Homoseksuele mannen mogen nu ook bloedplasma doneren, volgens bloedbank Sanquin. Daarmee trekt de bloedbank de voorwaarden voor het doneren van plasma gelijk aan die voor het geven van bloed. Bloedbanken hebben bloed nodig van uiteenlopende bloeddonoren, maar mannen die seks met mannen hebben, mogen vier maanden niet doneren. Hoe zit dat?
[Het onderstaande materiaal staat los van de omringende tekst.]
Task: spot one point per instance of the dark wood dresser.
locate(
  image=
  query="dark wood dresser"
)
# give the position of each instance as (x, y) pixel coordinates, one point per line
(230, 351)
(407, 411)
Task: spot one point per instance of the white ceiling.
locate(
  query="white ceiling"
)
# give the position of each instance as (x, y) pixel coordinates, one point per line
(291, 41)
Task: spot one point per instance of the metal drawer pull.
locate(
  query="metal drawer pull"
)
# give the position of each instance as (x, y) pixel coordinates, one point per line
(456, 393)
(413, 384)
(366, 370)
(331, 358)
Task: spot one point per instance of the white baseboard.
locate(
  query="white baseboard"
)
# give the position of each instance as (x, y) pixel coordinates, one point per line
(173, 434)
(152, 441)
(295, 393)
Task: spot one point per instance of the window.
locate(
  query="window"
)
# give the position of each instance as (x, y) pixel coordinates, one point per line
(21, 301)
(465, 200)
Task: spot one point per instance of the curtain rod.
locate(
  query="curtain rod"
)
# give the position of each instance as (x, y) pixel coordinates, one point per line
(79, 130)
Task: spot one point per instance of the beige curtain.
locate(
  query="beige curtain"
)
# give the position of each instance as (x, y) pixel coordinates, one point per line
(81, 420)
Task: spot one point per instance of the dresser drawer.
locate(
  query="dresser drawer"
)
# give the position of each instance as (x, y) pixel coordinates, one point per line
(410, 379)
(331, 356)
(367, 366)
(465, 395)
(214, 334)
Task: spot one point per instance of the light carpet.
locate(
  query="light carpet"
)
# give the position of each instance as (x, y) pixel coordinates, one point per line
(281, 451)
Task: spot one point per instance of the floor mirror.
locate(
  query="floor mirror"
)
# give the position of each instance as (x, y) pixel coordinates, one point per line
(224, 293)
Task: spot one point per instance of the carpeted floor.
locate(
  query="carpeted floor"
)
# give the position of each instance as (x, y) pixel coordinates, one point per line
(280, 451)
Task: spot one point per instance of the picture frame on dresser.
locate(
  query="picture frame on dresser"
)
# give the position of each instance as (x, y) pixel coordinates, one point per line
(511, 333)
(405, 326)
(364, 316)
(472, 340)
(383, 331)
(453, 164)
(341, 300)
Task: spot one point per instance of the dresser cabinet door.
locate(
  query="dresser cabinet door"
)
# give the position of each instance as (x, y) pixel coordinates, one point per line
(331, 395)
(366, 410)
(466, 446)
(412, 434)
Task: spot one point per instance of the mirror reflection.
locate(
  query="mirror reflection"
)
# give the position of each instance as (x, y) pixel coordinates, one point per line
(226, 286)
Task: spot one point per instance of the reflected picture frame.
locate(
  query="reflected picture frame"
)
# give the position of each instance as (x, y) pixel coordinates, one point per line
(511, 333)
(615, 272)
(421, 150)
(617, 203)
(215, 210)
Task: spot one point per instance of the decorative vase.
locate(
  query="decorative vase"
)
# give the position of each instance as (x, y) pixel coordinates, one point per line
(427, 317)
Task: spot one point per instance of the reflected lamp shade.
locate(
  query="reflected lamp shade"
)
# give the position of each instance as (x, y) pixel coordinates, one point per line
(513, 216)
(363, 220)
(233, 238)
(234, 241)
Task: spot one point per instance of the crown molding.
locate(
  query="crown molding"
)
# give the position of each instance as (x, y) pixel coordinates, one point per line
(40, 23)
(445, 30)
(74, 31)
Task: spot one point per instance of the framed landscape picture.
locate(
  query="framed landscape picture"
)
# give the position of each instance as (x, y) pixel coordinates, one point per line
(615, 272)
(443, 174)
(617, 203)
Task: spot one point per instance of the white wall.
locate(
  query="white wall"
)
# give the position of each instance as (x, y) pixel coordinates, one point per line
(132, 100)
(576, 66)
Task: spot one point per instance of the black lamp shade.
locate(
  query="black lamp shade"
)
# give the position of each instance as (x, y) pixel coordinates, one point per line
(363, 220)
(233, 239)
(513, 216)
De Nederlandse organisatie Sanquin
die bloeddonatie regelt is blijvend op zoek naar bloeddonoren. Er is namelijk veel vraag naar bloed, maar we worden steeds minder bereid zelf bloed te doneren, blijkt in Make Holland Great Again.
En toch worden mensen die wél bereid zijn om bloed te doneren geweigerd op basis van hun bedpartners. Het gaat in dit geval om mannen die seks hebben met mannen. Zij mogen alleen bloed geven als ze vier maanden geen seks hebben gehad met een andere man.
Kortgeleden is daar de donatie van bloedplasma aan toegevoegd. Dat was eerder voor deze groep helemaal niet mogelijk om te doneren. Nu mag ook deze groep bloedplasma doneren, mits zij vier maanden geen seks hebben gehad met een andere man, aldus Kassa.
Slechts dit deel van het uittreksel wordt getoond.